Anna Wintour has glossed over the period after her 1976 firing from Harper’s Bazaar, saying, according to the New York Post, “Once I got over being fired I did a little freelance again before getting a job at New York magazine.” The “little freelance” gig was instead several years as fashion editor of Viva, Bob Guccione’s “International Magazine for Women.” We actually think Wintour should own this — it’s really humanizing to think of the 26-year-old a) taking a job because she needed one and b) being “uncomfortable” at working in such close proximity to the Penthouse smut-labs.

Says a friend, “The whole place was pornographic, and here was this very proper, very pretty young Brit with aspirations of running Vogue virtually surrounded by glossy photos of big boobs.” Seriously, boobs was the least of it. Viva, the short-lived ” adult women’s magazine” which employed the desperate young Wintour, was located directly next door to the brain trust from whence sprung “Penthouse Forum”, and the offices were apparently bedecked with centerfolds. Viva itself was pretty smutty, what Wikipedia terms “essentially an erotic magazine for women, containing articles and fiction delving into women’s fantasies, and exploring their sexuality, reviews of the arts, interviews with known personalities, fashion and beauty, etc. Viva magazine usually exhibited photography containing full frontal nudity and sexual encounters targeted at mature women readers.” We’re guessing fashion wasn’t the main draw.

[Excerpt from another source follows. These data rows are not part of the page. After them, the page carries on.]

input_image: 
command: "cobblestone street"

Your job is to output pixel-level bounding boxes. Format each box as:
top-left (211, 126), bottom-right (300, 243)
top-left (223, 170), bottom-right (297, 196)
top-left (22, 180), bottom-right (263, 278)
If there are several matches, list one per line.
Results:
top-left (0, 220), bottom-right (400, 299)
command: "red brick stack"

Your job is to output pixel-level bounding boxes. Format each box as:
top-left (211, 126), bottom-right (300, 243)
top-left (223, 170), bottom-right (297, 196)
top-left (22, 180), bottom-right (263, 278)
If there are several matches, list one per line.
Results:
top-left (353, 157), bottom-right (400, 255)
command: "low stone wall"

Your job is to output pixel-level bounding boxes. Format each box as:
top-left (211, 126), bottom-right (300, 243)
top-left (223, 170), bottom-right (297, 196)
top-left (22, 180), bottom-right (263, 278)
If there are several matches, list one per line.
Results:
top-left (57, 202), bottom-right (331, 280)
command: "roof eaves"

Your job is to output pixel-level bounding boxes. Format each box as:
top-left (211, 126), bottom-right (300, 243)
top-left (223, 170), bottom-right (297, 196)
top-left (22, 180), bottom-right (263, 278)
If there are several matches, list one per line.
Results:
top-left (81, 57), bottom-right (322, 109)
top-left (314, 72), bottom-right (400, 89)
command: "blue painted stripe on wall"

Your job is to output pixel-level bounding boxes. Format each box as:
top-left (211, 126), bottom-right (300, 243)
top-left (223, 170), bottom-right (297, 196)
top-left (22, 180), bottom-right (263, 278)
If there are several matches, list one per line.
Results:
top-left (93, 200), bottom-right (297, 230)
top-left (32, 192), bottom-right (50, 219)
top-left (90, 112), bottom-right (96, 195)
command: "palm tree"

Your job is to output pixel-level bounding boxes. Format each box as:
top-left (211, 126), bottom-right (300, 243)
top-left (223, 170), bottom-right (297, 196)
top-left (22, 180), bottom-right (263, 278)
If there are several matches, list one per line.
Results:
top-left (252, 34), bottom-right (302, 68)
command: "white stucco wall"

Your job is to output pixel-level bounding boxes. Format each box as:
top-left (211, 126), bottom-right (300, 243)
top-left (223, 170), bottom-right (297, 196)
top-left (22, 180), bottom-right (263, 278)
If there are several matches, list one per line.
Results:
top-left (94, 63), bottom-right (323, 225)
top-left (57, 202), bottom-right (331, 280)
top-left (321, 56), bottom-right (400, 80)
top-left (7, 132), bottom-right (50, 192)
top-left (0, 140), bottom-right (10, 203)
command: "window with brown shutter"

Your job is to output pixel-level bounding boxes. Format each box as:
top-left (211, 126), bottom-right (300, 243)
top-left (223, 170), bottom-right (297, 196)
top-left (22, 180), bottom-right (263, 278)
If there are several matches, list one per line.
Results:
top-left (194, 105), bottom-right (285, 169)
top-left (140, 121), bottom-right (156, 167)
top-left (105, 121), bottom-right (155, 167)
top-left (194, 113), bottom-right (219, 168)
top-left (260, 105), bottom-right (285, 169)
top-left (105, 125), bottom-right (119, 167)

When he launched the mag, Guccione described the Viva reader as “lusty, real, indefatigable, down-to-earth, fetching, bright, sexy, uncompromising.” The last, at least, describes Wintour, who was apparently already a martinet in the office, what one colleague calls “a woman to be reckoned with,”

Allegedly, Wintour ultimately overcame her qualms, donning some kind of riding gear in the office and gamely editing a mag with headlines like “Women are into: total feminism, male nudes, pubic hairstyles, hash smuggling, great new fall fashions.” (Which, frankly, we’d buy if we saw on the cover of Vogue.) And she only left Viva when it folded. We say she should own it: not only does it show a vulnerable side of the Nuclear Wintour — but if she’s looking for some edgy shoots, any one of these Viva covers is a goldmine of inspiration.